Creo que el país está entrando en una muy saludable discusión —que se venía postergando desde hace años— frente a la llamada dosis mínima y su uso casi en cualquier lugar y a cualquier hora por razones adictivas o de recreación.
No es un secreto que desde que se dio vía libre por parte de la Corte Constitucional a su uso —se prohibió que fuera penalizado su porte y otras arandelas de la consabida sentencia constitucional— se disparó de manera exponencial el consumo de todo tipo de alucinógenos entre los jóvenes colombianos.
No es coincidencia ni muchos menos una cuestión de azar que el país haya pasado de ser un exportador de marihuana, cocaína y pequeños cargamentos de drogas sintéticas a consumirlos a borbotones por nariz y boca. Esa es la realidad hoy, que el mercado de consumo interno es absolutamente elevado.
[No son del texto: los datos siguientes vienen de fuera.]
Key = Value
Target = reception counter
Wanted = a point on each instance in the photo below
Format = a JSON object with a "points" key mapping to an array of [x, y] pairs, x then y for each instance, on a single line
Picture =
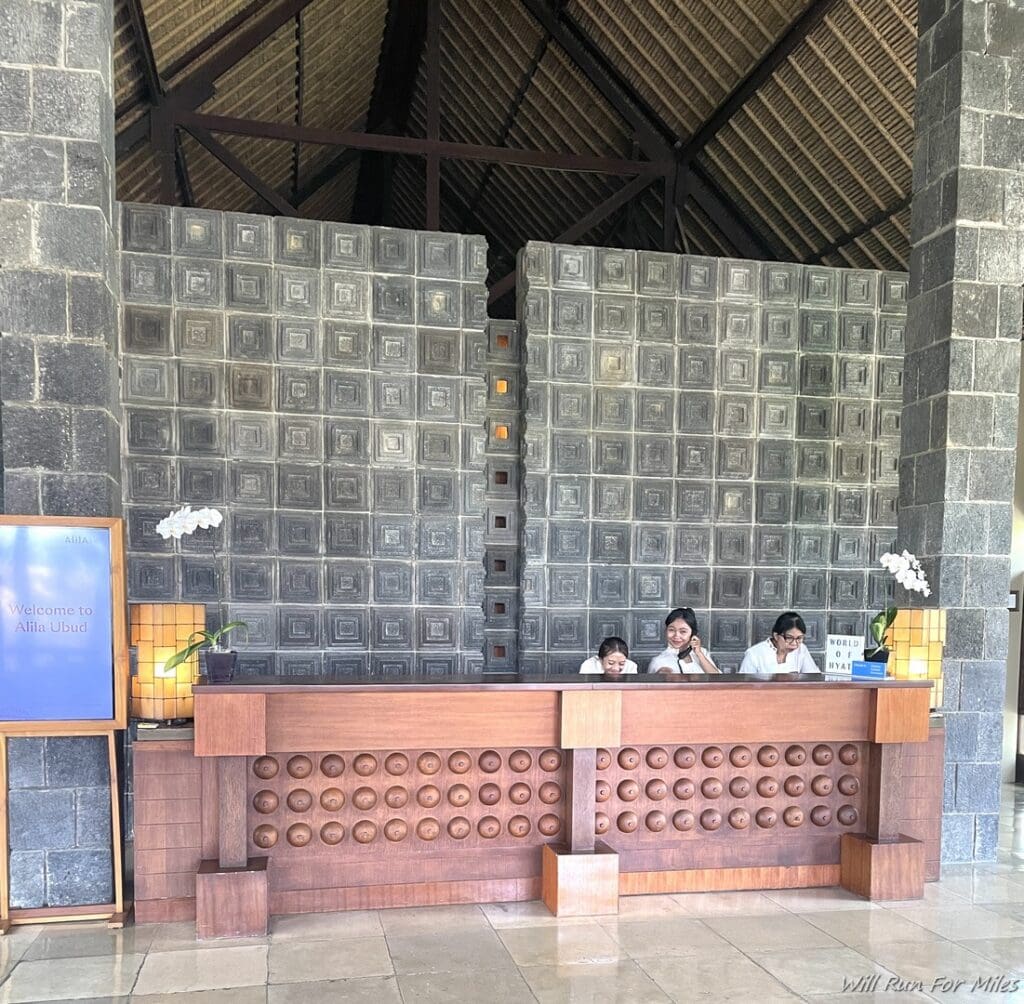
{"points": [[303, 796]]}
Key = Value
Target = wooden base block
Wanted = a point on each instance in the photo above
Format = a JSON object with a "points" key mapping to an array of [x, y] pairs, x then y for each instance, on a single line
{"points": [[728, 879], [122, 919], [231, 902], [882, 871], [165, 911], [580, 884]]}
Ahí están los estudios de la propia Fiscalía General de la Nación, del Ministerio de Salud, de organizaciones no gubernamentales, de autoridades de todo tipo, mostrando un mapa desolador de consumo descontrolado y casi esquizofrénico por parte de niños y jóvenes colombianos que han sido perversamente intoxicados, especialmente en grandes e intermedias ciudades del país.
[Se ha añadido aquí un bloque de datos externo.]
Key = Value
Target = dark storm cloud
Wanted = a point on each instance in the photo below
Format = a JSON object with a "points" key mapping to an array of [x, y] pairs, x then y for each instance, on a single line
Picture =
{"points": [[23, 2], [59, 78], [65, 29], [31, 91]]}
Pero, ¿qué pasaría si se hiciera un estudio más amplio, que llegara a pequeños municipios, incluso a las zonas rurales? Pues seguramente se descubriría un panorama devastador de la realidad en que están las nuevas generaciones por la llamada dosis mínima.
No sabe uno si pensar que de forma demasiado ingenua la Corte pensaba que el efecto sería contrario: los señores del narcotráfico y la delincuencia iban a mantener un pequeño nicho de consumo en el país y seguir dedicados a los mercados internacionales. Al contrario, ante esa despenalización —no persecución al jíbaro que distribuye, no incomodar al que consume— pues simplemente se daban las condiciones para volver a más colombianos adictos para evitarse los costos que implicaba sacar su mercancía del país.
Esa es la realidad que estamos viviendo hoy, sobre la cual se tiene que debatir de forma profunda y tranquila para cerrar el creciente negocio a los narcos, pero sin perder de vista de que la adicción es una enfermedad y necesita ser tratada de alguna forma por nuestro sistema de salud.
Lo que también se debe cuidar de ahora en adelante es que no se cree un cartel de venta de historias clínicas, de falsos tratamientos, de permisos médicos de consumo de psicoactivos personales, que seguramente los narcos, sus lavaperros y los parches ya están organizando para tratar de no perder lo ganado en los últimos años con un negocio tan rentable. No queremos que se comiencen a expedir esa especie de salvoconductos sanitarios por cualquier tipo de médico, sin que tengan los conocimientos ni la experiencia certificada y reconocida en estos asuntos, ni tampoco que se comiencen a firmar y entregar fórmulas a diestra y siniestra para respaldar la dosis mínima que encuentren las autoridades al portador.
En eso los medios y la ciudadanía general debemos estar alerta, para no estar en pocos meses hablando de un carrusel de fórmulas médicas y de alianzas entre inescrupulosos profesionales de la salud con bandas de delincuenciales que pretendan mantener la dosis mínima como una herramienta perversa que les oxigena a diario su caja negra de recursos.